How Do You Design a CE Amplifier with a Gain of 10 Using a 2N3906 Transistor?

[Sculptured]

Alright, I've been stuck on this problem for my electronics class for far too long.

" Design a CE amplifier with a gain of 10 using a 2n3906 transistor and a 20 V power supply. Calculate the required resistor and capacitor values for the circuit, assuming a minimum frequency of 10 Hz."

It turns out that there are four unknown resistors and one capacitor (if I'm thinking correctly). The voltage divider, the collector resistor, the emitter resistor, and the capacitor parallel to the emitter resistor. With such little information, at least for me, I'm completely lost on where to even begin to relate these values. Everything I've thought up so far has constantly interwoven the unknown values, given me new ones, and never enough equations to solve them all. Any help at all is appreciated in even getting started down the right path.

 

[pooface]

Well 2N3906 is a BJT PNP transistor right?

So gather your BJT PNP transistor formulas and work backwards from the gain of 10.
This looks sounds like a voltage divider bias with a full emitter bypass.

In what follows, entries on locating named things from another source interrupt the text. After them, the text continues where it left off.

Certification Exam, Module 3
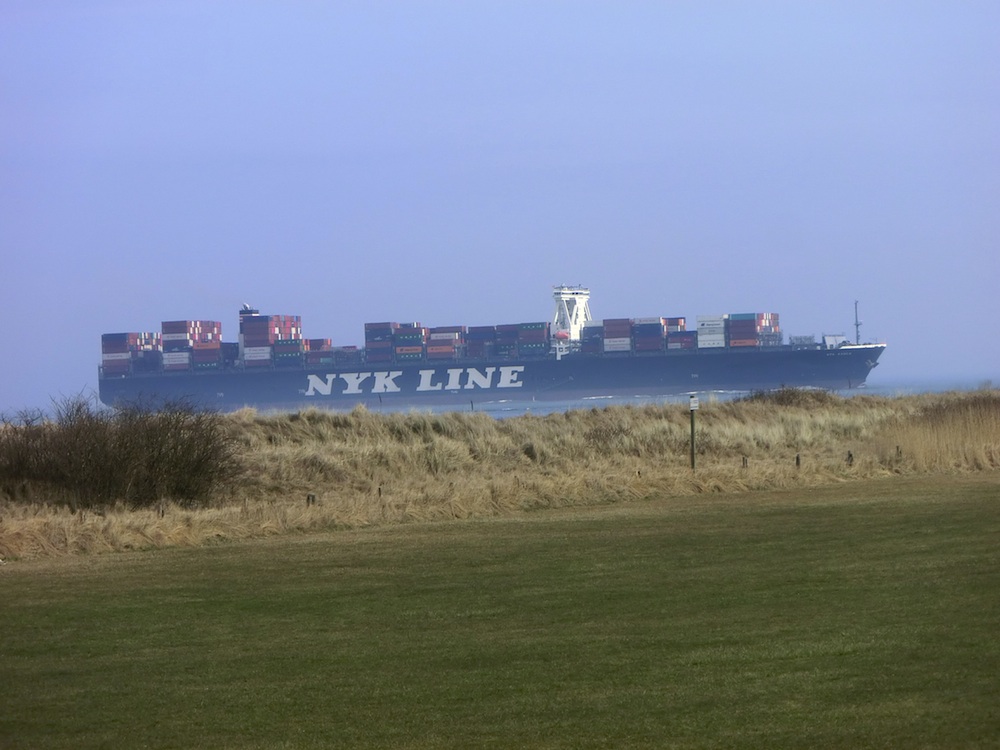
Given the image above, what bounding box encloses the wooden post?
[688,396,698,471]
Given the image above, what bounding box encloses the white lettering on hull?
[305,365,524,396]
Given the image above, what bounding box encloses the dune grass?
[0,389,1000,559]
[0,478,1000,750]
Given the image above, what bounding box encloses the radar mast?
[552,286,591,341]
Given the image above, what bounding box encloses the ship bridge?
[552,286,591,341]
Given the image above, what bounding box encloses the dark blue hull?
[99,344,885,411]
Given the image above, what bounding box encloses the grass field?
[0,478,1000,749]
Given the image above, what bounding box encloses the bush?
[0,398,239,509]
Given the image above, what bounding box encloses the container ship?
[98,286,885,411]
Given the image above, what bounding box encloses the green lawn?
[0,475,1000,749]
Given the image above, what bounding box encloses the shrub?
[0,397,239,509]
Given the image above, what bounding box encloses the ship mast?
[552,286,591,341]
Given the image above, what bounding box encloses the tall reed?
[0,390,1000,557]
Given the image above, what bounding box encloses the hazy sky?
[0,0,1000,412]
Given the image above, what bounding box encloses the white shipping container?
[243,346,271,360]
[604,338,632,352]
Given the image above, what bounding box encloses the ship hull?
[98,344,885,411]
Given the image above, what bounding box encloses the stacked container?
[392,323,427,362]
[160,320,222,371]
[632,318,667,352]
[493,323,520,358]
[517,321,551,357]
[240,314,302,368]
[365,323,399,363]
[604,318,632,354]
[580,320,604,354]
[667,331,698,349]
[465,326,497,359]
[729,313,781,347]
[697,315,727,349]
[427,326,466,359]
[101,333,162,375]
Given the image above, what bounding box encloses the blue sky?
[0,0,1000,412]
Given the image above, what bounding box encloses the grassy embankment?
[0,478,1000,750]
[0,390,1000,558]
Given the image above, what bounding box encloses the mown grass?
[0,472,1000,748]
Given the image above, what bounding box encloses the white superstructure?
[552,286,591,341]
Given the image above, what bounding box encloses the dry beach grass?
[0,389,1000,559]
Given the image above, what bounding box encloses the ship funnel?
[552,286,591,341]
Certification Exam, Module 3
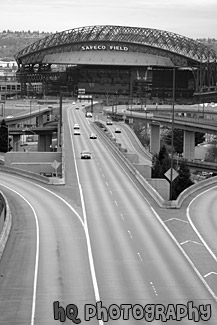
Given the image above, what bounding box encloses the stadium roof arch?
[15,25,217,67]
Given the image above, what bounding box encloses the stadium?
[15,25,217,104]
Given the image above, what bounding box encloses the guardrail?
[93,123,217,209]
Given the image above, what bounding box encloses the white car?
[90,133,97,139]
[74,130,81,135]
[86,112,93,117]
[81,150,91,159]
[115,128,121,133]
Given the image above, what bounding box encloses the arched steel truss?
[15,25,217,66]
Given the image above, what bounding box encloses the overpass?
[110,111,217,160]
[1,107,59,151]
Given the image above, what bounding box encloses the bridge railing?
[153,112,217,126]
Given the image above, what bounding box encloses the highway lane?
[0,103,216,325]
[69,105,217,325]
[106,124,152,166]
[186,186,217,256]
[186,186,217,296]
[0,173,97,325]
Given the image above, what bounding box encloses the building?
[15,25,217,103]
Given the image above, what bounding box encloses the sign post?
[51,160,61,177]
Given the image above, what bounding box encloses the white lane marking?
[150,282,158,296]
[180,239,203,246]
[204,272,217,278]
[67,111,104,325]
[151,207,217,301]
[164,218,189,223]
[186,186,217,262]
[1,183,39,325]
[127,230,133,239]
[137,252,142,262]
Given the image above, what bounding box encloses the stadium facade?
[15,25,217,102]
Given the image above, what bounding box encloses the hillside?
[0,31,51,60]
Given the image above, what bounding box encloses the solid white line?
[127,230,133,239]
[137,253,142,262]
[186,186,217,262]
[164,218,189,223]
[180,239,203,246]
[1,184,39,325]
[67,111,103,325]
[204,272,217,278]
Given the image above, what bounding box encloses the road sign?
[51,160,61,177]
[164,168,179,182]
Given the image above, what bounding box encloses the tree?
[0,120,8,152]
[152,145,171,178]
[162,129,205,154]
[172,161,194,200]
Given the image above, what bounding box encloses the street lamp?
[170,65,176,200]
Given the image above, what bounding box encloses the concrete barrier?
[93,123,217,209]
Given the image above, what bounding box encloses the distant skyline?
[0,0,217,39]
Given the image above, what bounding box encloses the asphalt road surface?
[0,103,217,325]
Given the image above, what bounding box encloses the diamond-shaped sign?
[51,160,61,169]
[164,168,179,182]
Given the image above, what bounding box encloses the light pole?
[170,65,176,200]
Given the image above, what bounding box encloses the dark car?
[81,150,91,159]
[90,133,97,139]
[115,128,121,133]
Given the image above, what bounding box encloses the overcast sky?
[0,0,217,39]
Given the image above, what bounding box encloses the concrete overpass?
[110,110,217,160]
[1,107,59,151]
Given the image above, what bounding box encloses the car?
[90,133,97,139]
[81,150,91,159]
[86,112,93,117]
[115,128,121,133]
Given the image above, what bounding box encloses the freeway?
[0,102,217,325]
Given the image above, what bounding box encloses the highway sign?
[164,168,179,182]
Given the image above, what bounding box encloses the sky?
[0,0,217,39]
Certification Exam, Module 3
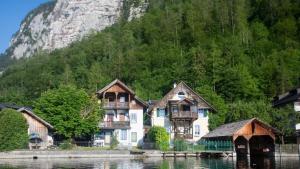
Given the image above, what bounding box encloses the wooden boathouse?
[202,118,280,155]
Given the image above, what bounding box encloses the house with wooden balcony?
[94,79,147,147]
[147,82,215,142]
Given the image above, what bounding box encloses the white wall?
[151,108,209,141]
[128,109,144,146]
[193,116,209,141]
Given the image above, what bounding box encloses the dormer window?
[177,92,185,99]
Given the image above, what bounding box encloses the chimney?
[173,82,177,88]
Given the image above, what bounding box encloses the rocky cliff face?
[7,0,147,59]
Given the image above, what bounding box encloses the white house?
[94,79,147,147]
[147,82,215,142]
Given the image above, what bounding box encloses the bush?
[110,135,119,149]
[174,139,188,151]
[148,126,169,151]
[0,109,29,151]
[59,140,74,150]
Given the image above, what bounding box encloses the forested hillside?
[0,0,300,137]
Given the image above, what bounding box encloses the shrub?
[174,139,188,151]
[110,135,119,149]
[148,126,169,151]
[0,109,29,151]
[59,140,74,150]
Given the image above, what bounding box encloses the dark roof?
[273,88,300,107]
[97,79,148,107]
[203,119,253,138]
[97,79,135,95]
[134,96,149,108]
[0,103,53,129]
[203,118,280,138]
[148,81,216,112]
[0,103,22,111]
[18,107,54,129]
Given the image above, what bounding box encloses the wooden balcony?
[103,101,129,109]
[99,121,130,129]
[175,133,193,139]
[171,111,198,119]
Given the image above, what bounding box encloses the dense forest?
[0,0,300,139]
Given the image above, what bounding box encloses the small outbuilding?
[202,118,280,155]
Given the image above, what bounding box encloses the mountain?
[0,0,300,134]
[7,0,146,59]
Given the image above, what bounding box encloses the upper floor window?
[130,113,137,123]
[120,96,125,103]
[157,108,166,117]
[198,109,208,117]
[182,105,191,111]
[121,130,127,140]
[172,105,178,113]
[131,132,137,143]
[195,125,200,136]
[177,92,185,99]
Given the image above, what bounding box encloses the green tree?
[148,126,169,151]
[226,100,274,123]
[0,109,29,151]
[34,85,103,138]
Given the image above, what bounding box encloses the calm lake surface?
[0,157,300,169]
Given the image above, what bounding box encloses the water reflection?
[0,157,299,169]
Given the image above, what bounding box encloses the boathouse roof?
[203,118,280,139]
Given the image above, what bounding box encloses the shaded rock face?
[7,0,147,59]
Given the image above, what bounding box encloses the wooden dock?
[162,151,233,158]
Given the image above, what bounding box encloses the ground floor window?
[121,130,127,140]
[131,132,137,143]
[195,125,200,136]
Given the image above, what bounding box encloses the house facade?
[201,118,281,156]
[94,79,147,147]
[147,82,215,142]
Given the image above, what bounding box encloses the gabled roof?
[0,103,54,129]
[97,79,148,107]
[97,79,135,95]
[17,107,54,129]
[273,88,300,107]
[148,81,216,112]
[202,118,280,138]
[134,96,149,108]
[176,98,194,104]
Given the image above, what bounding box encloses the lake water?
[0,157,300,169]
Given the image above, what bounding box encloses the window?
[131,132,137,143]
[130,113,137,123]
[120,96,125,103]
[177,92,185,99]
[157,108,166,117]
[195,125,200,136]
[182,105,191,111]
[172,105,178,113]
[198,109,208,118]
[121,130,127,140]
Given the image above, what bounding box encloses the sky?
[0,0,49,53]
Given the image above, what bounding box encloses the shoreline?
[0,150,299,160]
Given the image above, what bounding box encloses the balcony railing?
[99,121,130,129]
[103,101,129,109]
[175,134,193,139]
[171,111,198,119]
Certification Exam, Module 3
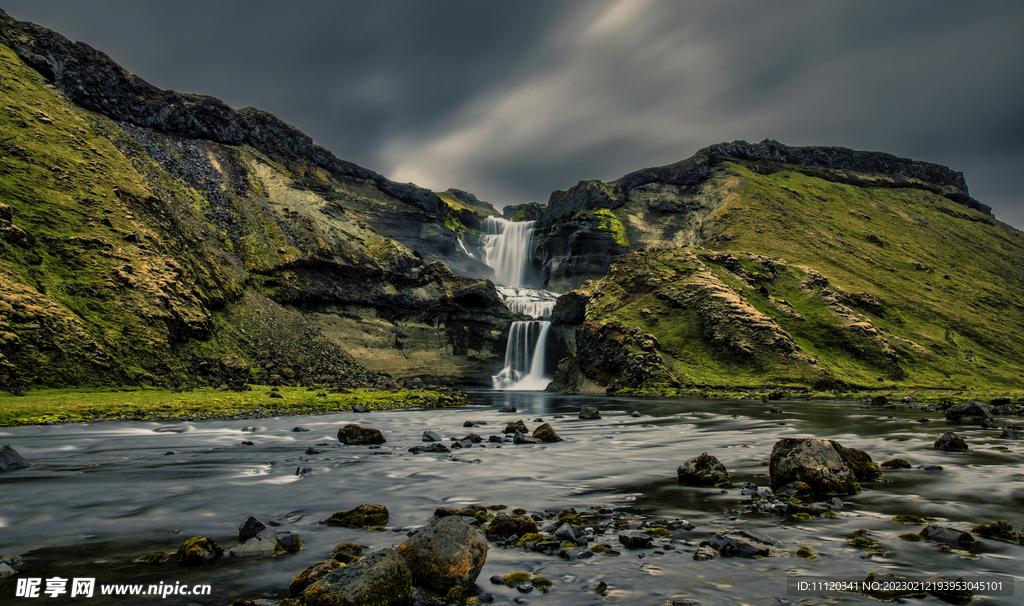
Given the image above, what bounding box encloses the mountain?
[0,11,1024,393]
[0,11,513,390]
[536,140,1024,391]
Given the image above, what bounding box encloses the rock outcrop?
[0,12,512,389]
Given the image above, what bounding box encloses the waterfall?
[490,321,551,391]
[483,217,534,287]
[483,217,558,391]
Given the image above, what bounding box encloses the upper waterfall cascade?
[483,217,558,391]
[483,217,534,288]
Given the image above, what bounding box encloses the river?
[0,391,1024,606]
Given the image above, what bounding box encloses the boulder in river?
[946,400,993,427]
[828,440,882,482]
[396,516,487,594]
[288,560,342,598]
[239,516,266,543]
[324,504,391,528]
[534,423,562,442]
[934,431,969,452]
[882,459,910,469]
[338,423,387,445]
[708,532,775,558]
[0,444,32,472]
[676,452,729,486]
[300,548,413,606]
[175,536,224,568]
[487,514,538,538]
[227,528,285,558]
[971,520,1024,545]
[918,524,978,545]
[768,438,860,496]
[409,442,452,455]
[502,419,529,433]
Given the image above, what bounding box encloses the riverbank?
[0,385,466,427]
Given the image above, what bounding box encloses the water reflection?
[0,392,1024,606]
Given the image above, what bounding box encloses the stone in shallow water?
[0,444,32,471]
[676,452,729,486]
[397,516,487,593]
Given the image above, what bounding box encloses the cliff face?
[547,156,1024,391]
[538,140,991,292]
[0,12,512,389]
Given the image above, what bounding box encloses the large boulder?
[0,444,32,471]
[946,400,994,427]
[338,423,387,444]
[933,431,969,452]
[676,452,729,486]
[175,536,224,568]
[534,423,562,442]
[768,438,860,496]
[299,549,413,606]
[828,440,882,482]
[397,516,487,594]
[324,504,391,528]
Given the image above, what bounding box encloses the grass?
[0,386,463,427]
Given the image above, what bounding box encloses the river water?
[0,392,1024,606]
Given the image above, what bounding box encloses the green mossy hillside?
[556,163,1024,391]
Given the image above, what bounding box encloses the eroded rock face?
[768,438,860,496]
[397,516,487,594]
[676,452,729,486]
[301,549,413,606]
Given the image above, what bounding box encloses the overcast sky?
[8,0,1024,227]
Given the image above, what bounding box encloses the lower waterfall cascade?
[484,217,558,391]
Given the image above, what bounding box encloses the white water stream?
[483,217,557,391]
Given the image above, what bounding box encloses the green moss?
[502,572,531,587]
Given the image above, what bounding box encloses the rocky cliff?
[0,12,512,389]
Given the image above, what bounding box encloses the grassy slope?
[588,164,1024,391]
[707,160,1024,388]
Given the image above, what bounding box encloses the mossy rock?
[882,459,910,469]
[502,572,532,587]
[131,552,171,566]
[516,532,548,547]
[288,558,344,598]
[971,520,1024,545]
[893,515,928,525]
[175,536,224,568]
[301,549,413,606]
[324,504,391,528]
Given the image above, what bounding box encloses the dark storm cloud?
[4,0,1024,225]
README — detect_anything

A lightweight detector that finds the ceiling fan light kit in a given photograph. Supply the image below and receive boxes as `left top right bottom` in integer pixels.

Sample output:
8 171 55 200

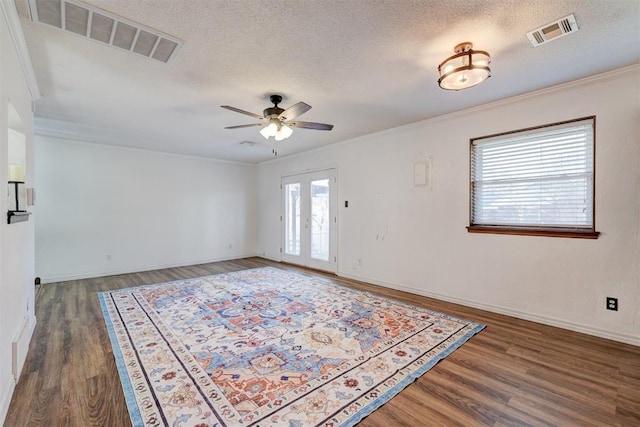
438 42 491 90
221 95 333 145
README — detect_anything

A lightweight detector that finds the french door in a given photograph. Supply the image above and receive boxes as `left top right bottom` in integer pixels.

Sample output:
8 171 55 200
282 169 338 273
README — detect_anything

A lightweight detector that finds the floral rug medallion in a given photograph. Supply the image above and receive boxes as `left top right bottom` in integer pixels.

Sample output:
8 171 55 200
99 267 484 427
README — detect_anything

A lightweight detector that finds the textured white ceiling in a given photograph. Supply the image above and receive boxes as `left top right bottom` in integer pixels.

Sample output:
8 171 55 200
13 0 640 162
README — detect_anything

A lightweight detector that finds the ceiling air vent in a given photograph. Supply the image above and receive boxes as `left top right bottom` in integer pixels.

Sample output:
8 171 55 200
527 14 579 47
29 0 182 62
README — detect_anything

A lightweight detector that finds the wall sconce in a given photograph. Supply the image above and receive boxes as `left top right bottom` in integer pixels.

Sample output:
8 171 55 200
438 42 491 90
7 165 31 224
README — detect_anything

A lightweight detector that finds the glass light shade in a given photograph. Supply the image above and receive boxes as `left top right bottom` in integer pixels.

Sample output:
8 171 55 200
438 43 491 90
260 122 278 139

I don't remember the formulas by heart but make a list and I'll see what I can add to it from my notes.

 

[CEL]

The collector resistor is related to the gain. The emitter resistor is calculated in order that the voltage drop across it is much greater than the base-emitter voltage. With a 20 V power supply you can make the voltage drop around 5 V.
Calculate the base current from the collector current and the transistor's parameters. Calculate the base voltage from the emitter voltage and the base-emitter voltage.
The voltage divider must provide the base voltage. In order for the base current not to be significant, make the current through the divider 10 to 20 times greater.